Pero hace poco, “tropecé con un
video que mostraba individuos con PKU no diagnosticada”. Aunque le habían
contado qué habría ocurrido de no haber tratado su padecimiento, “jamás había
visto imágenes de la enfermedad, nunca la había encontrado cara a cara; así
que, para mí, no era real”, confiesa. “Y cuando vi el video…”, se interrumpe,
conmovido, haciendo una pausa para contener la emoción. “Me atrapó. Tuve la
súbita revelación de que, si no me hubieran hecho la prueba al nacer, habría
vivido con retraso mental, en un hospital”.
Cada año, alrededor de 4 millones
de recién nacidos estadounidenses son sometidos a pruebas para detectar
trastornos genéticos y de ellos, 12 500 son diagnosticados con un padecimiento
hereditario. Numerosos trastornos –como PKU- pueden tratarse eficazmente si se
detectan a tiempo, permitiendo que el niño crezca y se desarrolle con
normalidad. Por ello, muchos opinan que la detección neonatal es uno de los
grandes logros de la medicina moderna y sin embargo, pocos estamos familiarizados
con su interesante historia o siquiera sabemos si alguna vez se nos practicó
alguna prueba de detección.
Esa es la buena noticia.

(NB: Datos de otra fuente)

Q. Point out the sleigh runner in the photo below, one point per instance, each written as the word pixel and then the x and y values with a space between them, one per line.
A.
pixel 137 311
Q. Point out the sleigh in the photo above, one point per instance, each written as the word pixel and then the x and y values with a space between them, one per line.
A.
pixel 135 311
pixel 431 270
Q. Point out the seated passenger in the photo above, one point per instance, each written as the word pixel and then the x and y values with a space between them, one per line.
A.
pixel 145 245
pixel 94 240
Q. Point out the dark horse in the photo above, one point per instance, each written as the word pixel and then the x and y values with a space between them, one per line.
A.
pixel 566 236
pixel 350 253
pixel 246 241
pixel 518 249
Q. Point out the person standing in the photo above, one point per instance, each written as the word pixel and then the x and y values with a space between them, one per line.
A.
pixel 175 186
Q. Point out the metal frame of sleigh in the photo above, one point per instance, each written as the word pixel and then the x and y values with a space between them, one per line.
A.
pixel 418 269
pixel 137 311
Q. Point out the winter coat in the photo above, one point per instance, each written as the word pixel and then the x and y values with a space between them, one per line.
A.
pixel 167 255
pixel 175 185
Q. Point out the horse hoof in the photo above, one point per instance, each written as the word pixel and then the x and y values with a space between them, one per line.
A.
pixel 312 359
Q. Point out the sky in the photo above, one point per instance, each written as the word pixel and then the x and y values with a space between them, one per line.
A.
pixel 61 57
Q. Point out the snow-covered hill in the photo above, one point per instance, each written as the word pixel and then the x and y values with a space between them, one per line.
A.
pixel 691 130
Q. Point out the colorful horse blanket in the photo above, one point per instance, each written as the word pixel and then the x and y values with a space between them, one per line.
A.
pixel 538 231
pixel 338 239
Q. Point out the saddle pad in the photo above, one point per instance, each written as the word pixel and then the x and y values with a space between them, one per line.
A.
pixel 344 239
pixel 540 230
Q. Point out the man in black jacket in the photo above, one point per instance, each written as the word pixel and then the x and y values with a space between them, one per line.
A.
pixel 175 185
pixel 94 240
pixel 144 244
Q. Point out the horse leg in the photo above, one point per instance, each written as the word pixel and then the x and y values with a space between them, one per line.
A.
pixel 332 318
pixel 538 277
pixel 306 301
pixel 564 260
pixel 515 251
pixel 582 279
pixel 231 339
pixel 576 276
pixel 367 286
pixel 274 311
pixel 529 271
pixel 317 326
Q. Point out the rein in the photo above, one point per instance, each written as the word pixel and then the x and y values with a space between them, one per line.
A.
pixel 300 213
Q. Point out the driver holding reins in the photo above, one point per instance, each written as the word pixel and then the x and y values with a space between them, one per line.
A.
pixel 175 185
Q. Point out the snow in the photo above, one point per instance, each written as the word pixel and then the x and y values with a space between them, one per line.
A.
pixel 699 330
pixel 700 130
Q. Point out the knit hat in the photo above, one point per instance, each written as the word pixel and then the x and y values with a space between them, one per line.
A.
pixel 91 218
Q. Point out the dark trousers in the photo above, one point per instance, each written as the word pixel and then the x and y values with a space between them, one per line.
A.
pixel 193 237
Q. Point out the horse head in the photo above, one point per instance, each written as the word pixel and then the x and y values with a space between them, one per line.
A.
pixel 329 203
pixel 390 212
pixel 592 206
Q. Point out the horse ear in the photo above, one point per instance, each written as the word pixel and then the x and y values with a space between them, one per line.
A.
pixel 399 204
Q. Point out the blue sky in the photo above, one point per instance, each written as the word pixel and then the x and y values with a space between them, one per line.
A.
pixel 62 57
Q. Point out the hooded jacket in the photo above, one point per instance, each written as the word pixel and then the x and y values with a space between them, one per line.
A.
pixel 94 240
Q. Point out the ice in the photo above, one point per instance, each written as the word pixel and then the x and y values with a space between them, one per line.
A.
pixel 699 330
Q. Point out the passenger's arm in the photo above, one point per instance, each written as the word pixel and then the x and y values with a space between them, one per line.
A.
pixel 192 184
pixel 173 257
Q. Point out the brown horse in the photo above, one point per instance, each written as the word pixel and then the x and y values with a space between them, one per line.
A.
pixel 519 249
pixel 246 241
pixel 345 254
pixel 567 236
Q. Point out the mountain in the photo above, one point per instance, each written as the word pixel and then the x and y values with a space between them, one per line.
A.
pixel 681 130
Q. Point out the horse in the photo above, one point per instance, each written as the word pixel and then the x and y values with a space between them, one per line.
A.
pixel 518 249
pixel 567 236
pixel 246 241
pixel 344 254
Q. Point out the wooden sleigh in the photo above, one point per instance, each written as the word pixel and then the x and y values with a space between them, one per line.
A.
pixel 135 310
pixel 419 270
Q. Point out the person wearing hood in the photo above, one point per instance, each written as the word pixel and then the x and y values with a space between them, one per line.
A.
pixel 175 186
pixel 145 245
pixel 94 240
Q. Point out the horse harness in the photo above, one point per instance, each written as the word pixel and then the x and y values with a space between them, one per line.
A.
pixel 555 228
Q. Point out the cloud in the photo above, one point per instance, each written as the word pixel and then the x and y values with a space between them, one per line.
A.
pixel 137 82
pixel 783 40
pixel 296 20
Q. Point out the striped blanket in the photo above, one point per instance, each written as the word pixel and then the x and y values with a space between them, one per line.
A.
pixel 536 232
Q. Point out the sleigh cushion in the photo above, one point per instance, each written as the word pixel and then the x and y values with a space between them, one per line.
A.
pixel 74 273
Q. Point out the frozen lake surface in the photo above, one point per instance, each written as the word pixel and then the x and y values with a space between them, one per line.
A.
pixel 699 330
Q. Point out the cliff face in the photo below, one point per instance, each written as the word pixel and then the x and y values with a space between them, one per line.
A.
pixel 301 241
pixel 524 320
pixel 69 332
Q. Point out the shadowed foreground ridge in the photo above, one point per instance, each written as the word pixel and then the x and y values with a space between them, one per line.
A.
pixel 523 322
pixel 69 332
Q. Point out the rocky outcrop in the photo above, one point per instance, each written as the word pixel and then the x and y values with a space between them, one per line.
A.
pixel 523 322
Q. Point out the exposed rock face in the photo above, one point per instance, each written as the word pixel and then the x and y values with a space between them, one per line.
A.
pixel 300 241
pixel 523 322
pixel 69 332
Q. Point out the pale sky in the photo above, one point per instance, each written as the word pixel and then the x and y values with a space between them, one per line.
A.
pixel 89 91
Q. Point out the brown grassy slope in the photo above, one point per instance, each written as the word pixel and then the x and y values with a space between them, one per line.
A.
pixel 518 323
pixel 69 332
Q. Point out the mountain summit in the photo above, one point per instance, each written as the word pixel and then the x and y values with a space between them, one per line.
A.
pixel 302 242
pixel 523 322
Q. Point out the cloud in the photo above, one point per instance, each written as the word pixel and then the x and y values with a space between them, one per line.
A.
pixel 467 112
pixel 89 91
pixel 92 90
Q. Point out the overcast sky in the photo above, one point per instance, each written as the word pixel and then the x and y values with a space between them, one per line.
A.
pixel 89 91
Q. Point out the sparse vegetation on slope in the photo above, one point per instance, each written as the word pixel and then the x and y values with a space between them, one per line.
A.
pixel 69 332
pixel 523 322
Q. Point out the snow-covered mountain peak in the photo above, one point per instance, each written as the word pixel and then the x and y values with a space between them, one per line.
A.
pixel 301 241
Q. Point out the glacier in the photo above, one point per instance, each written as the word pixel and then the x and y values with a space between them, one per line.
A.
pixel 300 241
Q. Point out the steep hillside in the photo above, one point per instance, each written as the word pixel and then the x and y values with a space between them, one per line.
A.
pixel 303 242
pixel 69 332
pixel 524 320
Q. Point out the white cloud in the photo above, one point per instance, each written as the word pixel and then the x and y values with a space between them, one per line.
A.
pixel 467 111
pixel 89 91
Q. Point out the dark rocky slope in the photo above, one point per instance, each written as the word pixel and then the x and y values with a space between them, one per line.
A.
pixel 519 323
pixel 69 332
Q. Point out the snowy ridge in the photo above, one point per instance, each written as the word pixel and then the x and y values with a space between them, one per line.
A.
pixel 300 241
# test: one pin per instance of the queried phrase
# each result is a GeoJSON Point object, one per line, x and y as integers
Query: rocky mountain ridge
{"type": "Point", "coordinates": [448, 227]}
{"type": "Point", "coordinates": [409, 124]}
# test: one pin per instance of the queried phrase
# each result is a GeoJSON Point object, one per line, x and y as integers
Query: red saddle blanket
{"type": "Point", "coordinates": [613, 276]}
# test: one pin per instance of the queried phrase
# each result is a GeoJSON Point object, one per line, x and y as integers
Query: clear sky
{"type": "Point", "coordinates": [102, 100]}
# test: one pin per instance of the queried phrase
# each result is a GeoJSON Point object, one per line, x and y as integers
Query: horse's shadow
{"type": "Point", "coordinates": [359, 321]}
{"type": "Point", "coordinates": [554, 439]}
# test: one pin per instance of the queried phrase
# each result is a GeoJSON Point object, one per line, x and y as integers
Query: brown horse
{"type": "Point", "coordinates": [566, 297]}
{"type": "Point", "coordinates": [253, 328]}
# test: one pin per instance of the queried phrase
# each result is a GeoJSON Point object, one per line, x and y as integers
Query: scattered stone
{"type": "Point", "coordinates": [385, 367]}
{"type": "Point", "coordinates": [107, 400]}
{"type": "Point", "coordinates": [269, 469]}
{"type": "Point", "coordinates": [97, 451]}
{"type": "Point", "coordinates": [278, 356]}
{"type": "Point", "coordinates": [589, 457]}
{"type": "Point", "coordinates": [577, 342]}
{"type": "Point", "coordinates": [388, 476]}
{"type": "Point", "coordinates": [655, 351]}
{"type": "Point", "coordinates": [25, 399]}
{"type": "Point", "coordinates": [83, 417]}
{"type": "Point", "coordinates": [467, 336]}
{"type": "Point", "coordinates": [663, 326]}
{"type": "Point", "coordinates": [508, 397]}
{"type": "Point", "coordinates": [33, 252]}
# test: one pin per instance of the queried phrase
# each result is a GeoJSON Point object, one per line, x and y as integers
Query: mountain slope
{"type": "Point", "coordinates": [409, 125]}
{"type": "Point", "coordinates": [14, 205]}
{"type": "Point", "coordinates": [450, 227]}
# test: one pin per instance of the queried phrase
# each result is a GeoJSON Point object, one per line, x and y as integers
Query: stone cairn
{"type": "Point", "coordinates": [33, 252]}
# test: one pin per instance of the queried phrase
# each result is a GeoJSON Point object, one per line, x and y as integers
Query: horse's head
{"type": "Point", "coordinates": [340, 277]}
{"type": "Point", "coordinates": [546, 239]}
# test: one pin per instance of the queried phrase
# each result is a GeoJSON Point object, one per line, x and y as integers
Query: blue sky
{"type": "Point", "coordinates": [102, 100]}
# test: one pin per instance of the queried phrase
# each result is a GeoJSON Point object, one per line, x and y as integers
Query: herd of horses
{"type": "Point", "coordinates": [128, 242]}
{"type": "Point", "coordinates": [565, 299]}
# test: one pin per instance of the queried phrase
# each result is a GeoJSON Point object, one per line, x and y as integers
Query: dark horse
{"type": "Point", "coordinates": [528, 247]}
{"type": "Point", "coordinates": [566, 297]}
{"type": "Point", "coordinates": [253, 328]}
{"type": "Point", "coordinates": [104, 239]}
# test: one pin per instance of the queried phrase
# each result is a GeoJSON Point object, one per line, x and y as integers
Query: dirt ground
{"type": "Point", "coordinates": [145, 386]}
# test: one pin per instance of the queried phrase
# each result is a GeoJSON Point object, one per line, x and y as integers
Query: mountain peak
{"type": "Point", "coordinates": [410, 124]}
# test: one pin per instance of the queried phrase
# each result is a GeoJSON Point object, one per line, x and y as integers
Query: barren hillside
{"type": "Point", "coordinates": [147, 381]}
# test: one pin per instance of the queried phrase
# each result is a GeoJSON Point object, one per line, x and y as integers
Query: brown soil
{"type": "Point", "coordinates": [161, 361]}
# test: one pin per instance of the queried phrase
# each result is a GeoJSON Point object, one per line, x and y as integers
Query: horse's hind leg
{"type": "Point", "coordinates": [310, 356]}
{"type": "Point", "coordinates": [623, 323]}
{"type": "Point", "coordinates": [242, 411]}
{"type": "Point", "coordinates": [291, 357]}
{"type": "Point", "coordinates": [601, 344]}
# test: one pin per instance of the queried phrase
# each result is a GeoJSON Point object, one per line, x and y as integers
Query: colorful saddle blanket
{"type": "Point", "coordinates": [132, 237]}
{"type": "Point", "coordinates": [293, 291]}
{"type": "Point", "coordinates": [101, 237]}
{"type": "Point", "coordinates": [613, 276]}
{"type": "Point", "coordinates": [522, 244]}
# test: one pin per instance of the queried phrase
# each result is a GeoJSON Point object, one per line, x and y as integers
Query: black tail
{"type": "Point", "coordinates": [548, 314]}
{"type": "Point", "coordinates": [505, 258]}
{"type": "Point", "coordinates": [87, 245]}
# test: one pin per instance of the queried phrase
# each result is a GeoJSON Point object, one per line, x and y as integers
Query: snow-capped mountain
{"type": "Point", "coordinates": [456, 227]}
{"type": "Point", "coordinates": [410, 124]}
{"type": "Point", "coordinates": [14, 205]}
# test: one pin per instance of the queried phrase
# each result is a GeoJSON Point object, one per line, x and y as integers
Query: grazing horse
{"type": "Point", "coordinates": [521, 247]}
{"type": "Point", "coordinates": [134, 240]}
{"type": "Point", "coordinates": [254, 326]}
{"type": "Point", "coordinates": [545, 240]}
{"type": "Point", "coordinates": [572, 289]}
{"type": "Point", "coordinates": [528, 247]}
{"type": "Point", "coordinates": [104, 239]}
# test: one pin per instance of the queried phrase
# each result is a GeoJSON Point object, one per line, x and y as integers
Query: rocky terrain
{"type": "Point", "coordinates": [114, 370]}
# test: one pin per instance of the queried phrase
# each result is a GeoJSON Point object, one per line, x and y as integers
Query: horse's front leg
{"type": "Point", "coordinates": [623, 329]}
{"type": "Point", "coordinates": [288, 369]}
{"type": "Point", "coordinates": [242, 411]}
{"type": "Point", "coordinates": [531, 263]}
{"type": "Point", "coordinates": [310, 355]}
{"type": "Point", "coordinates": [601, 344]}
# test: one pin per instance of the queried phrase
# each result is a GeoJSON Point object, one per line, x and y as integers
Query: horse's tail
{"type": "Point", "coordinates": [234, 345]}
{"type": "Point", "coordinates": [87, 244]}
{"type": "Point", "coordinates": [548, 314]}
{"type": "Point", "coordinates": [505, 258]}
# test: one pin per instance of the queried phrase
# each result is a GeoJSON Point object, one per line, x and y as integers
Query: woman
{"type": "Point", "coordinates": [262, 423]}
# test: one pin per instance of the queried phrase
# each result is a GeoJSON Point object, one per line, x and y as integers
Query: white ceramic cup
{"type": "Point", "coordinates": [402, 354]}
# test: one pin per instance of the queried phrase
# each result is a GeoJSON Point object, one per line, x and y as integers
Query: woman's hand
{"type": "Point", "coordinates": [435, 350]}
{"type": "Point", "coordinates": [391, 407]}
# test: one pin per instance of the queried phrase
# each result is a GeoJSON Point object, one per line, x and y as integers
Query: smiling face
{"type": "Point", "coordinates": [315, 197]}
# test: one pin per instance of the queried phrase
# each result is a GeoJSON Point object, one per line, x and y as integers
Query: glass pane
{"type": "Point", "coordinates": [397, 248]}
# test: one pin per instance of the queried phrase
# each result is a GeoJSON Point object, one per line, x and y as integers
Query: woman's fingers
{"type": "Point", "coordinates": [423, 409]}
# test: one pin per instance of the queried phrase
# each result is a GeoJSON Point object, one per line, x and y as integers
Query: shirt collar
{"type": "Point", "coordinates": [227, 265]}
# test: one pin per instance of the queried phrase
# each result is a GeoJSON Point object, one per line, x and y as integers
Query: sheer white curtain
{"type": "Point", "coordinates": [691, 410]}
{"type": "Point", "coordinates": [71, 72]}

La mala
es que tampoco estamos enterados de que varias entidades federales de Estados
Unidos han creado biobancos con el material genético obtenido para la detección
neonatal y –lo más sorprendente- que dichas muestras pueden utilizarse para
fines que no comprendemos o para los que no hemos otorgado nuestro
consentimiento informado.
Gotas de sangre
En 1963, Massachusetts inició su
programa de detección neonatal con una prueba para PKU y aunque encontraron
pocos bebés con la enfermedad, el beneficio del diagnóstico temprano fue tal
que otros estados decidieron implementar programas de detección y una vez que
se volvieron rutinarios, comenzaron a desarrollar pruebas para otros
padecimientos. Hace 10 años, 46 entidades federales hacían pruebas para seis
afecciones; hoy en día, los 50 estados y el Distrito de Columbia detectan,
rutinariamente, no menos de 30 trastornos genéticos y algunos estados practican
pruebas para el doble de esa cantidad.
Aun cuando cada entidad federal
ha desarrollado un programa individual, el proceso de detección inicia con una
gota de sangre del talón del recién nacido. Sin embargo, el programa de
detección se menciona por primera vez cuando la parturienta ingresa en el
hospital y en cualquier caso, las pruebas son obligatorias en todos los
estados.
El asunto de la mala información
es “un problema añejo y motivo de controversia en el campo de la detección
neonatal”, explica el Dr. Jeffrey Botkin del Comité Secretarial de Asesoría
sobre Trastornos Hereditarios en Neonatos y Niños, que hace recomendaciones al
Departamento de Salud y Servicios Humanos en el tema de la detección neonatal.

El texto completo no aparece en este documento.